Did you know that money and weight loss coaching are actually very similar? In fact, I'm going to have a guest coach in the near future to talk about this because the skill sets required to lose weight are very similar to how to create a lot of money. So stay tuned for that one.
And so she was choosing between losing weight and working on a bunch of other things in her life. And then she's like, “You know, I really want to work on losing weight.” But then I noticed her brain kept going, “But I need to work on this and that.”
And so I paused her and asked her the same question. What if working on this is also going to be working on the other things? And I could just see it in her face, like her face just immediately relaxed because I think a lot of the angst or the overwhelm comes from this perfectionistic thinking.
Which makes sense because we are type A perfectionistic women, as if there's like a right way to do things and we really get caught up in we have to choose the right thing to work on.

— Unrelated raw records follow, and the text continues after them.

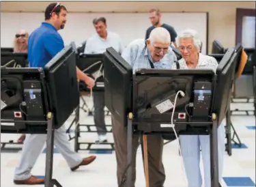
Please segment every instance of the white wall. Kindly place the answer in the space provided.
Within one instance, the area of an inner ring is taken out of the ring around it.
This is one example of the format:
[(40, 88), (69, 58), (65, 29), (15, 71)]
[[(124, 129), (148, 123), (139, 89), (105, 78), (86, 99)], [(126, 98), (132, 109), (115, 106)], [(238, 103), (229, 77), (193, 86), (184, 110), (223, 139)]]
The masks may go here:
[[(95, 33), (92, 20), (104, 16), (108, 29), (119, 33), (124, 45), (134, 39), (144, 38), (150, 26), (147, 13), (69, 13), (64, 29), (60, 31), (66, 44), (74, 41), (79, 44)], [(1, 46), (12, 47), (16, 32), (24, 29), (31, 33), (44, 20), (43, 13), (1, 13)], [(206, 13), (163, 13), (162, 22), (172, 25), (176, 31), (186, 28), (196, 29), (206, 52)]]

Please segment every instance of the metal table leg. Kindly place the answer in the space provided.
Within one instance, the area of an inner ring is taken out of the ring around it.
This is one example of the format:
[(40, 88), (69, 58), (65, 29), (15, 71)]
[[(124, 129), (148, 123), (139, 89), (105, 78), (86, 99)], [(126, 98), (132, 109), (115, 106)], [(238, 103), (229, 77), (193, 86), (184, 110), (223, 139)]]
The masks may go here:
[(56, 180), (53, 179), (53, 145), (54, 145), (54, 129), (53, 126), (53, 115), (51, 113), (47, 114), (47, 139), (46, 139), (46, 160), (45, 166), (45, 187), (57, 187), (62, 186)]
[(210, 137), (210, 161), (212, 187), (221, 187), (218, 182), (218, 124), (217, 118), (213, 121)]
[[(127, 164), (132, 163), (132, 121), (128, 117), (127, 126)], [(127, 180), (126, 182), (126, 187), (131, 187), (132, 186), (132, 164), (127, 170)]]

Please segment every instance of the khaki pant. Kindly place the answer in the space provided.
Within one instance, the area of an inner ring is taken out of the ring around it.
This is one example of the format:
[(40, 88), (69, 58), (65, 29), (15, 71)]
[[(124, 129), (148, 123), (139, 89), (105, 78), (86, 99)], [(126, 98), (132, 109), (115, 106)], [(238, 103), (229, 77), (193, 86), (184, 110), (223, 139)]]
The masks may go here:
[[(127, 168), (127, 129), (112, 117), (112, 130), (114, 137), (115, 156), (117, 165), (118, 186), (122, 183), (122, 177)], [(139, 135), (132, 139), (132, 186), (136, 180), (136, 152)], [(165, 180), (164, 166), (162, 162), (163, 139), (160, 135), (147, 135), (147, 155), (149, 162), (150, 186), (162, 187)], [(127, 170), (126, 170), (127, 171)], [(126, 176), (123, 180), (126, 179)]]

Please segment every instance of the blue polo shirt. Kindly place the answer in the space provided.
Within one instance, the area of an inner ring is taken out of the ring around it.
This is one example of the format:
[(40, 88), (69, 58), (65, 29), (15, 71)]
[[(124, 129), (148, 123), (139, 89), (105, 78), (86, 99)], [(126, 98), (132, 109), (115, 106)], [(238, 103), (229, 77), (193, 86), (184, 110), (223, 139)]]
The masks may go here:
[(31, 68), (44, 66), (64, 48), (64, 42), (56, 28), (43, 22), (28, 40), (27, 59)]

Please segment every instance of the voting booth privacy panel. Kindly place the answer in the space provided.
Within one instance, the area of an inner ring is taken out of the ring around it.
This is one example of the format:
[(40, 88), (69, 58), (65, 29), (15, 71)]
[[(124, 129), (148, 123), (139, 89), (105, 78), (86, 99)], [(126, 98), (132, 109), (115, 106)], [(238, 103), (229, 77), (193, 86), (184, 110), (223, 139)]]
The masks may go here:
[[(162, 14), (162, 23), (173, 26), (177, 33), (187, 28), (197, 30), (203, 42), (202, 53), (206, 54), (208, 13), (168, 12)], [(100, 16), (106, 18), (108, 30), (121, 36), (124, 46), (135, 39), (145, 38), (146, 29), (151, 26), (148, 13), (68, 13), (65, 28), (59, 31), (66, 44), (74, 41), (79, 45), (95, 34), (92, 20)], [(1, 46), (12, 47), (18, 29), (24, 29), (31, 33), (44, 20), (44, 13), (1, 12)]]
[(44, 70), (1, 67), (1, 132), (45, 133), (48, 112), (54, 128), (61, 127), (79, 104), (75, 60), (68, 46)]
[[(124, 124), (129, 112), (134, 112), (138, 121), (169, 122), (174, 106), (176, 122), (188, 121), (189, 118), (207, 120), (211, 113), (215, 113), (219, 124), (230, 99), (237, 57), (238, 52), (229, 48), (216, 70), (216, 76), (210, 70), (156, 69), (141, 70), (132, 76), (131, 66), (113, 48), (109, 48), (104, 59), (106, 106)], [(184, 96), (175, 98), (179, 91)], [(190, 108), (193, 111), (189, 111)], [(160, 129), (160, 126), (151, 131)]]

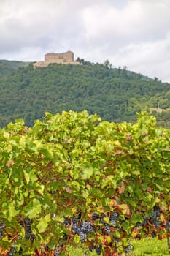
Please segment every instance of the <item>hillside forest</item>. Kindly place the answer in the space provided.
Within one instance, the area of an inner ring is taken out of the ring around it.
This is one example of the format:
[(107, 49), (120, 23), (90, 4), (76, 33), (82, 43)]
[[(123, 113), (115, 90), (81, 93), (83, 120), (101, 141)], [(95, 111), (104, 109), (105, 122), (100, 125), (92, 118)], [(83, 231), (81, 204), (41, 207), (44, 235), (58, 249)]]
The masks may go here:
[(103, 121), (134, 122), (147, 110), (170, 127), (170, 85), (123, 68), (82, 61), (34, 69), (31, 63), (0, 61), (0, 127), (23, 118), (28, 126), (46, 111), (98, 114)]

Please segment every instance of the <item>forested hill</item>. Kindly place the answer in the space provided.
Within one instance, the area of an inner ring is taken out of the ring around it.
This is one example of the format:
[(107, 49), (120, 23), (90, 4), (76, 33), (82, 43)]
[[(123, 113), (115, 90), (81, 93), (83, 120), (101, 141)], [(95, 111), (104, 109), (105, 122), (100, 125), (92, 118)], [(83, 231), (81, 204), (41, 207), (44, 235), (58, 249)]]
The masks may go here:
[(31, 126), (45, 111), (84, 109), (116, 122), (133, 122), (145, 109), (159, 125), (170, 127), (170, 84), (125, 69), (88, 62), (34, 69), (30, 64), (0, 78), (0, 127), (20, 118)]
[(28, 67), (29, 62), (0, 60), (0, 76), (7, 75), (20, 67)]

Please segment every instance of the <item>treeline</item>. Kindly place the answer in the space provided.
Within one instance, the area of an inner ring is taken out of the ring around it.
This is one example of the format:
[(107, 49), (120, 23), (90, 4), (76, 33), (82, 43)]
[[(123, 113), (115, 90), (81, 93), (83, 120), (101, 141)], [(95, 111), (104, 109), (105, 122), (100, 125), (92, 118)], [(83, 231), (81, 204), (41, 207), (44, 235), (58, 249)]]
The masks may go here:
[[(28, 65), (28, 64), (27, 64)], [(124, 68), (84, 61), (20, 67), (1, 76), (0, 127), (17, 118), (28, 126), (52, 113), (87, 110), (102, 120), (134, 122), (142, 109), (152, 111), (158, 125), (170, 127), (170, 85)]]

If we choose the wrong thing it’s wrong and we don't like being wrong, right?
And so it makes sense that our brains do this but truly, if you can hang on to the belief that working on one thing is working on all the other things. And that whatever you're going to learn and work through to lose weight or create money or spend less is 100% going to help you on the other things in your life you also want to uplevel.
Now, there's an analogy that someone told me a long time ago about soccer balls. And maybe I’ve said it on the podcast before, but worth seeing again. Imagine you're on a field and there are four soccer balls. And there's a goal on the other side, I don't know how many yards away, but you’ve got to kick it several times to get there.

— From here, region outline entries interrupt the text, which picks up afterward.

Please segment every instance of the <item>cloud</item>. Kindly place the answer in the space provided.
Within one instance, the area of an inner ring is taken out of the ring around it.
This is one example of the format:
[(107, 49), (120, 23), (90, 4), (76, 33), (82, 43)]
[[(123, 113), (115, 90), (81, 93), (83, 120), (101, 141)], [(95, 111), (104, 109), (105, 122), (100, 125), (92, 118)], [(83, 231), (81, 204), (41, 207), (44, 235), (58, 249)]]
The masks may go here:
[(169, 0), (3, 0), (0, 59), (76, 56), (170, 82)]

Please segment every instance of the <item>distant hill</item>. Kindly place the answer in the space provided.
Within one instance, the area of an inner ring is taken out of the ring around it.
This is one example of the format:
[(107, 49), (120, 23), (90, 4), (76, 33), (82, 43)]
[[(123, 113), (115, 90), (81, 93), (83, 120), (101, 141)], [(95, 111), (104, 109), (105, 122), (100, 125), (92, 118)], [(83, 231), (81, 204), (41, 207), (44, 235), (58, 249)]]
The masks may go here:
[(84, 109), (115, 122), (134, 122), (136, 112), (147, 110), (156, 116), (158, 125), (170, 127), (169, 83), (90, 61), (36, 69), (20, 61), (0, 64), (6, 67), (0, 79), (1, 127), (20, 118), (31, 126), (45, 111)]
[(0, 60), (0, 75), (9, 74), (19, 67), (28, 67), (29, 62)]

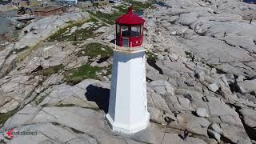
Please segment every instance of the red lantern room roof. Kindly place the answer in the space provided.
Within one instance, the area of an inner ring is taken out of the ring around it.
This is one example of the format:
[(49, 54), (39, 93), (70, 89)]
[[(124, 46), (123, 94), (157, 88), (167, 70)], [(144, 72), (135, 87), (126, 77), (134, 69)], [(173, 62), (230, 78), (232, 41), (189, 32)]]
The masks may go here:
[(128, 13), (115, 19), (119, 25), (142, 25), (145, 20), (133, 13), (132, 6), (128, 8)]

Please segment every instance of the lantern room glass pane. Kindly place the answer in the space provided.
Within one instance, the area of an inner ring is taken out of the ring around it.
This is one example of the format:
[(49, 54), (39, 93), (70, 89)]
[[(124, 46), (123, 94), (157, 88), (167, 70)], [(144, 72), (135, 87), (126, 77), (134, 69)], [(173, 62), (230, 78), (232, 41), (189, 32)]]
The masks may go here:
[(140, 26), (133, 26), (131, 27), (131, 36), (132, 37), (139, 37), (140, 36)]
[(129, 27), (122, 26), (121, 27), (121, 33), (122, 33), (122, 36), (129, 37), (130, 36)]
[(116, 27), (116, 33), (117, 33), (117, 35), (119, 35), (120, 34), (120, 26), (119, 25), (117, 25), (117, 27)]

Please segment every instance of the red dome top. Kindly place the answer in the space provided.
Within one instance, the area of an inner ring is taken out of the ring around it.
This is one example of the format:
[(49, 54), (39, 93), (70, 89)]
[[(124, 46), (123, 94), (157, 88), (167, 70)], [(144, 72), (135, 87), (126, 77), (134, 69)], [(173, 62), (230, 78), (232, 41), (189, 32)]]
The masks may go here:
[(132, 6), (130, 6), (128, 13), (115, 19), (115, 22), (120, 25), (142, 25), (145, 20), (134, 14)]

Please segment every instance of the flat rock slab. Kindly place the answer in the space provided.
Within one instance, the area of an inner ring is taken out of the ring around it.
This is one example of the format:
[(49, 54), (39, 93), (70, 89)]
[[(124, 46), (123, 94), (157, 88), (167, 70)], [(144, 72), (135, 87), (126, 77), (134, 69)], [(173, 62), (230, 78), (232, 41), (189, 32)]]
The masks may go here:
[(238, 82), (238, 88), (242, 94), (256, 90), (256, 79)]

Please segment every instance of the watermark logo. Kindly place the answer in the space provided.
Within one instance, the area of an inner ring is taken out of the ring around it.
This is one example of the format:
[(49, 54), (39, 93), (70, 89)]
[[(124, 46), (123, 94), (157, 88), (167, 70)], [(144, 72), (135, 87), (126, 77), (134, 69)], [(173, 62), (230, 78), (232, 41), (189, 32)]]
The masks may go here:
[(10, 129), (4, 134), (4, 137), (7, 139), (12, 139), (15, 135), (37, 135), (37, 131), (22, 130), (14, 131), (14, 129)]

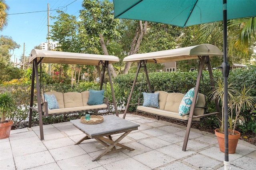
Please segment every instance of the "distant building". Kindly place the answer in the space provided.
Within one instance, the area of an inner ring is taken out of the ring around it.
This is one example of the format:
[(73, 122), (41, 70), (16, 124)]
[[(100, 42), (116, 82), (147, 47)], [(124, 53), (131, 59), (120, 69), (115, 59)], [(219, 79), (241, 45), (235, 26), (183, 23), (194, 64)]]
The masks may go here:
[[(50, 49), (54, 49), (58, 46), (58, 42), (50, 42)], [(48, 43), (42, 42), (40, 44), (39, 46), (42, 49), (44, 50), (48, 50)]]
[(238, 68), (242, 68), (244, 67), (246, 67), (246, 65), (243, 64), (233, 64), (232, 65), (230, 66), (230, 70), (233, 71), (234, 69), (238, 69)]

And the rule is you only get four kicks. And so you can either kick one ball four times and get it into the goal. Or you could kick each ball once and make some progress, but not a whole lot. And that's why focusing on one thing, you get things done so much faster.
Because not only that, there's no such thing as multitasking, even though we all think we can. And there's science behind what's called task switching, where if you switch your tasks, it causes your brain to slow down significantly. I like to just tell my clients when I'm explaining this analogy, you just get stupid temporarily when you're task switching, basically.
And that's why I'm a huge fan of batching. I tend to record about three podcasts at a time. I'll plan and then record all at the same time so I'm kind of in the mode of creating episodes and recording them all at the same time. Because I'm kind of doing a similar task over and over again so there's less time being stupid and task switching.
And so it makes sense to focus on one thing versus trying to focus on lots of little things. If we stop telling ourselves that picking one thing means other things aren't getting done, because that's just a lie, you're going to feel so much more relaxed. And you'll only have to focus on one thing.
So let's summarize how to deal with feeling overwhelmed. I think the first thing is to notice that it's only because you're thinking you're feeling overwhelmed. And you're having thoughts like there's too much to do, I don't know where to start.
And the second step is to remind yourself that you only have to pick one thing. And honestly, it doesn't matter. So if you still are having trouble picking the one thing because you think there's a right thing even though I just went over there's no such thing, just flip a coin or eeny miny mo, it really doesn't matter.
And then you get to work on that one thing. And believe that working on this is going to help you work on the other things at the same time. Whatever you're learning or having to do is going to apply to those other things and will actually make those other things go faster.
And going back to the soccer ball analogy, in case you're still not on board, it’s like if you kick that one ball across the finish line in the four kicks, then you know, “Oh, I need to kick this way to really make those kicks count.” Which helps you get those other balls across the field.